From Posada to Isotype, from Kollwitz to Catlett

Wednesday, 23 March 2022 - 6pm
Admission

Free, until full capacity is reached, with prior ticket collection on the Museo Reina Sofía website from 10am on the last working day before the activity. 

Place
Nouvel Building, Auditorium 200
Capacity
200  people
Organised by
Museo Reina Sofía
Collaboration
José Guadalupe Posada, The Oaxaca Skull, 1903. Library of Congress
José Guadalupe Posada, The Oaxaca Skull, 1903. Library of Congress

In this encounter, Benjamin H.D. Buchloh and Michelle Harewood present the key aspects of the exhibition From Posada to Isotype, from Kollwitz to Catlett, curated by both, in a survey on graphic art’s potential during historical avant-garde movements. The conversation touches on issues such as the development and exchange between different print media — woodcuts, wood engravings, linocut and lithography — which, during the first half of the twentieth century and at odds with its purportedly obsolete nature, served as a platform to vindicate and mobilise a broad number of international art movements.

Consequently, it sets out from the figures of José Guadalupe Posada (1852–1913) and Käthe Kollwitz (1867–1945), artists who started to develop their artistic practice in Mexico and Germany, respectively, between the end of the 19th century and the beginning of the 20th and used an ostensibly backward-looking technique as a medium of expression for social critique. This trend related to the resurgence of traditional graphic art would crystalise in different places, historical circumstances and art movements, for instance in German Expressionism from 1905 onwards with the work of artists such as Max Beckmann (1884–1950), Otto Dix (1891–1969) and George Grosz (1893–1959), or the Mexican Taller de Gráfica Popular which, founded by Raúl Anguiano (1923–2006), Luis Arenal (1909–1985), Leopoldo Méndez (1902–1969) and Pablo O’Higgins (1904–1983) in 1937, contributed to causes such as the nationalisation of mining and petrol resources and the fight for the land rights of indigenous peoples by means of a concerted production of posters, pamphlets and prints.

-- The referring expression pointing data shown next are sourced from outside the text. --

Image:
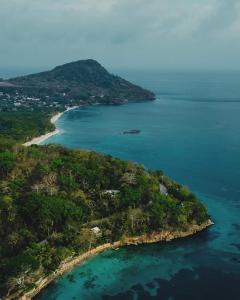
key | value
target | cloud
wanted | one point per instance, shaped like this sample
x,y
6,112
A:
x,y
47,32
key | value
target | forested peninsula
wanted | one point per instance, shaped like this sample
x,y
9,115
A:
x,y
59,206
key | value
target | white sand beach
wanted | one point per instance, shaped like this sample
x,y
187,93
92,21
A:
x,y
41,138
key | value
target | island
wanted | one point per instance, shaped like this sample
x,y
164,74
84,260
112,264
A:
x,y
72,84
60,206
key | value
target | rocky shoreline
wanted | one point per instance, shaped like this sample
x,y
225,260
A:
x,y
67,265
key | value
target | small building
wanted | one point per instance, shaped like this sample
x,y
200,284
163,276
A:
x,y
111,192
163,190
96,230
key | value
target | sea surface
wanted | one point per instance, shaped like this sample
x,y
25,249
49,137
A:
x,y
192,132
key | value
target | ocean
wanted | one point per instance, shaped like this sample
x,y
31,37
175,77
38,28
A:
x,y
192,133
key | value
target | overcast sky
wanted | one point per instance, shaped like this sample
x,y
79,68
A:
x,y
134,34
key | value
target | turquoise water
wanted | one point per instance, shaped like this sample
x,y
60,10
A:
x,y
192,132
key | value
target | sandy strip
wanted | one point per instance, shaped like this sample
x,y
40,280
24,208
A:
x,y
53,120
68,265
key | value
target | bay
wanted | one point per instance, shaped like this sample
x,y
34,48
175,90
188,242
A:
x,y
192,132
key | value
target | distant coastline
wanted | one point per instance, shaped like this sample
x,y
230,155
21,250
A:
x,y
53,120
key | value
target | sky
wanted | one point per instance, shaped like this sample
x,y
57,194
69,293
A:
x,y
121,34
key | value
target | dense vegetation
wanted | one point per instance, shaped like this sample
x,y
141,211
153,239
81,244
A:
x,y
51,198
79,80
23,126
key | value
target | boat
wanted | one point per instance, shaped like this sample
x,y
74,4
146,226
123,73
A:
x,y
132,131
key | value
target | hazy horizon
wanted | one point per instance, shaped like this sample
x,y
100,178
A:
x,y
137,34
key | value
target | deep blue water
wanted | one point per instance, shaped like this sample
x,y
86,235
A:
x,y
192,132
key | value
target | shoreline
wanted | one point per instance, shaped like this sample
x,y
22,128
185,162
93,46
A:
x,y
53,120
68,265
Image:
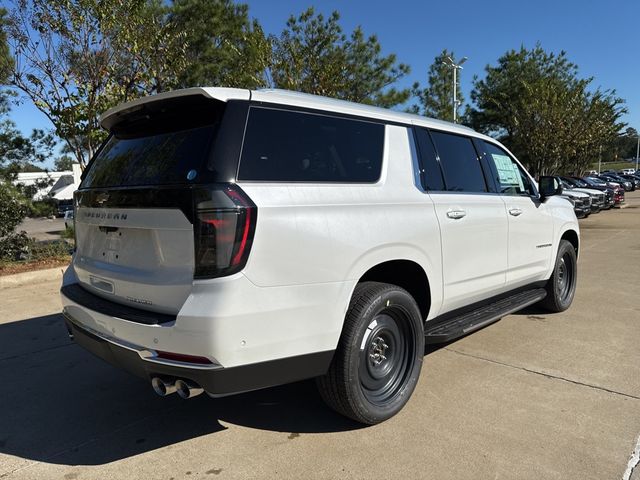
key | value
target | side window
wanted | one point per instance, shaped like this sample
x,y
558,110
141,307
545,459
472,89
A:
x,y
286,146
511,177
432,175
459,161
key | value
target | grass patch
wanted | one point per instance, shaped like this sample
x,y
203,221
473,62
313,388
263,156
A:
x,y
9,268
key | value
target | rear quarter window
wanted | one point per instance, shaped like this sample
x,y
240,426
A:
x,y
288,146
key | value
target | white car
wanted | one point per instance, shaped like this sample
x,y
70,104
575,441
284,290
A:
x,y
230,240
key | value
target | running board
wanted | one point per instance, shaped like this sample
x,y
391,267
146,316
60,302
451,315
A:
x,y
468,322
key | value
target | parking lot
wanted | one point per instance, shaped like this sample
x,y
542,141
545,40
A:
x,y
534,396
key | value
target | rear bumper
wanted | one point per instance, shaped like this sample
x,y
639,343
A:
x,y
216,380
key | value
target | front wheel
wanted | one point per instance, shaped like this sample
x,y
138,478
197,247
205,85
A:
x,y
379,356
561,287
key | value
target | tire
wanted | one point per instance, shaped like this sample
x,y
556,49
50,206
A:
x,y
561,287
379,356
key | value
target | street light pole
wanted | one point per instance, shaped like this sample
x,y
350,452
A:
x,y
450,63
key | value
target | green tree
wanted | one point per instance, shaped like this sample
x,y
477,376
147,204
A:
x,y
536,103
436,98
224,48
62,66
313,55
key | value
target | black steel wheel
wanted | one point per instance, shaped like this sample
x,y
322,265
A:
x,y
379,356
561,287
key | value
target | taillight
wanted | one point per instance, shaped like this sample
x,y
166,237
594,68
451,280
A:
x,y
223,228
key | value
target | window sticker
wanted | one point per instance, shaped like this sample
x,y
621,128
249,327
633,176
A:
x,y
508,172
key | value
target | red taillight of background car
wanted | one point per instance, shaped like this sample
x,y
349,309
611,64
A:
x,y
224,225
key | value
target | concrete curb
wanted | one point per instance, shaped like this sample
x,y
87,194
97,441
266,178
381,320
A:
x,y
36,276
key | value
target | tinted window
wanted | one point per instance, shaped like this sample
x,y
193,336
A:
x,y
152,160
460,164
289,146
511,178
158,144
432,175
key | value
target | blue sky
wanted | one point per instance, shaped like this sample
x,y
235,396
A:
x,y
602,38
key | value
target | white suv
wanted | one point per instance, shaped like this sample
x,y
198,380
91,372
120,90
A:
x,y
230,240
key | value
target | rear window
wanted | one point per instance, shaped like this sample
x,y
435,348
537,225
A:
x,y
286,146
157,145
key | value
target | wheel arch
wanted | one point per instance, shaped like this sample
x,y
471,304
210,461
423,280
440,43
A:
x,y
573,238
406,274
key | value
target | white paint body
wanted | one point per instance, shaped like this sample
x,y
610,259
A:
x,y
312,244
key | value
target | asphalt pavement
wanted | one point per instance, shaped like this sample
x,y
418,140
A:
x,y
42,228
534,396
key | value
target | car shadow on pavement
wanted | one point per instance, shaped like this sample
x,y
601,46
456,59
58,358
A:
x,y
62,405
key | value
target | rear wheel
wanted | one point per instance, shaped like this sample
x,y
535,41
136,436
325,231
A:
x,y
379,356
561,287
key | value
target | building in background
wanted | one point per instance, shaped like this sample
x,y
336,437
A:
x,y
58,186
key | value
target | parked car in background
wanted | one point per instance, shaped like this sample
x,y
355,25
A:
x,y
610,177
64,206
581,202
68,219
595,182
597,197
633,179
608,192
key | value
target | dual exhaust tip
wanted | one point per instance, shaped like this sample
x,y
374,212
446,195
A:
x,y
166,386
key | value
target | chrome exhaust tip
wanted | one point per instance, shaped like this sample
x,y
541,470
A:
x,y
188,389
163,386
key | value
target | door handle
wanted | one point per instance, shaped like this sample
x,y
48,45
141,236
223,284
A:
x,y
456,214
515,211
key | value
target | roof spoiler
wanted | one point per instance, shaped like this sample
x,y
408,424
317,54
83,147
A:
x,y
113,116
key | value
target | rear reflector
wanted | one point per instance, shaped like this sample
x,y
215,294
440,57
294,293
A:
x,y
223,231
180,357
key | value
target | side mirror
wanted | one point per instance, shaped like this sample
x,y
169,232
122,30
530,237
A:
x,y
549,186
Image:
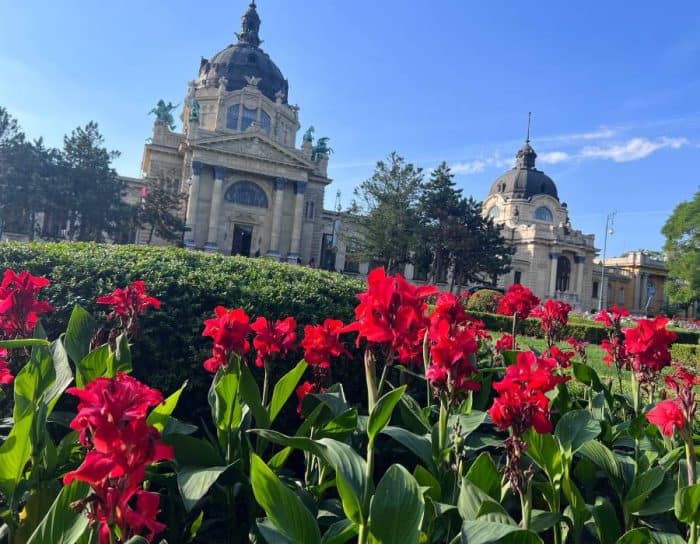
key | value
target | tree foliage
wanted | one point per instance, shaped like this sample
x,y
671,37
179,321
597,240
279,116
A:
x,y
682,232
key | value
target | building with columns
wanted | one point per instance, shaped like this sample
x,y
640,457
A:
x,y
250,190
552,258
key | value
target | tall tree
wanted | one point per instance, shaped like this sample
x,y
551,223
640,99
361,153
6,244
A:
x,y
682,232
95,190
385,210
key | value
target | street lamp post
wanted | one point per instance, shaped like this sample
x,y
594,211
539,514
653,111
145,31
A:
x,y
609,222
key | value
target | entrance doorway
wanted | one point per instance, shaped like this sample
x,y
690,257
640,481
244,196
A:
x,y
242,236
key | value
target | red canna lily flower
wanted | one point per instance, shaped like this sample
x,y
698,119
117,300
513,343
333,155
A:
x,y
272,338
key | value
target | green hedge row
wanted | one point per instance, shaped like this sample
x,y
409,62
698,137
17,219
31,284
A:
x,y
189,285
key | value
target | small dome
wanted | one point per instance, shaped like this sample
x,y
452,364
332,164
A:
x,y
243,60
524,180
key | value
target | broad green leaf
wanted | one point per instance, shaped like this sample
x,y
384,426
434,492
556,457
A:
x,y
282,506
160,414
488,532
79,334
420,446
397,508
195,482
285,388
575,428
62,523
381,414
250,393
484,474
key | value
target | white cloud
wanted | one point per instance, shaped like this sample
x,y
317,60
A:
x,y
631,150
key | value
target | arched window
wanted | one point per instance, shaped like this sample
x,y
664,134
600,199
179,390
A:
x,y
246,193
563,273
544,214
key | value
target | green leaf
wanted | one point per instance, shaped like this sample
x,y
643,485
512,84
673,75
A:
x,y
397,508
487,532
195,482
62,523
284,389
79,334
575,428
282,506
687,504
484,474
420,446
381,414
160,414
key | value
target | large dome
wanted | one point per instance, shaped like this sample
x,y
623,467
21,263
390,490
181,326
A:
x,y
524,180
243,60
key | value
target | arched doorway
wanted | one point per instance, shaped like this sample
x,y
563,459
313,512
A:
x,y
563,273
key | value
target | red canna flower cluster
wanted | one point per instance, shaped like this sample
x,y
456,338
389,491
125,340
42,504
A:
x,y
112,424
392,312
20,306
273,338
518,301
322,342
6,376
453,342
522,401
554,315
229,330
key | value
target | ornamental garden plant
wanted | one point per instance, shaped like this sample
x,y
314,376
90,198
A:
x,y
461,438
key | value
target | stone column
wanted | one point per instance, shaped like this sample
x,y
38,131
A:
x,y
553,273
299,190
274,250
192,202
215,210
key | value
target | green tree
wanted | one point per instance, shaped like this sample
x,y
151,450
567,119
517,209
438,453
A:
x,y
682,232
385,212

Finally, as a dialectic and historical conclusion, the attention shifts to the Isotype (International System of Typographic Picture Education) project created in 1926 by Gerd Arntz (1900–1988), Otto Neurath (1882–1945) and Marie Reidemeister-Neurath (1898–1986) to develop a universal communication system via images, reflecting on their role — and, by extension, on their pictorial quality — within a new and emerging information society.

Participants

Benjamin H.D. Buchloh is an art historian who has served as an Andrew W. Mellon Professor of Modern and Contemporary Art in the Department of History of Art and Architecture at Harvard University. His published essay volumes include Neo-Avantgarde and Culture Industry (MITpress, 2000) and Art Since 1900. Modernism, Antimodernism, Postmodernism (Thames and Hudson, 2005, co-edited with Yve Alain Bois, Hal Foster and Rosalind Krauss), and his work has keenly recovered the critical legacy and structural challenge of artists such as Michael Asher, Marcel Broodthaers, James Coleman and Dan Graham. He curated the retrospective on Gerard Richter at the Metropolitan Museum, in New York (2020), and received the Golden Lion Award for his work in Contemporary Art History and Art Criticism at the Venice Biennale in 2007. In 2015 he was a guest lecturer at the Museo Reina Sofía’s series of master lectures.

Michelle Harewood is an art historian who has worked as an assistant curator in institutions such as MoMA’s Painting and Sculpture Department and at Guggenheim, New York. Her line of research focuses on twentieth-century photography and Latin American art and she has been involved in events that include the James Rosenquist retrospective (Guggenheim Museum, New York, 2004). Moreover, she has conducted research and written the script for From Marseille to Martinique: A Surreal Odyssey, a documentary on artist Wifredo Lam (1902–1982) and The Hundred Days, an adaptation of Joseph Roth’s novel.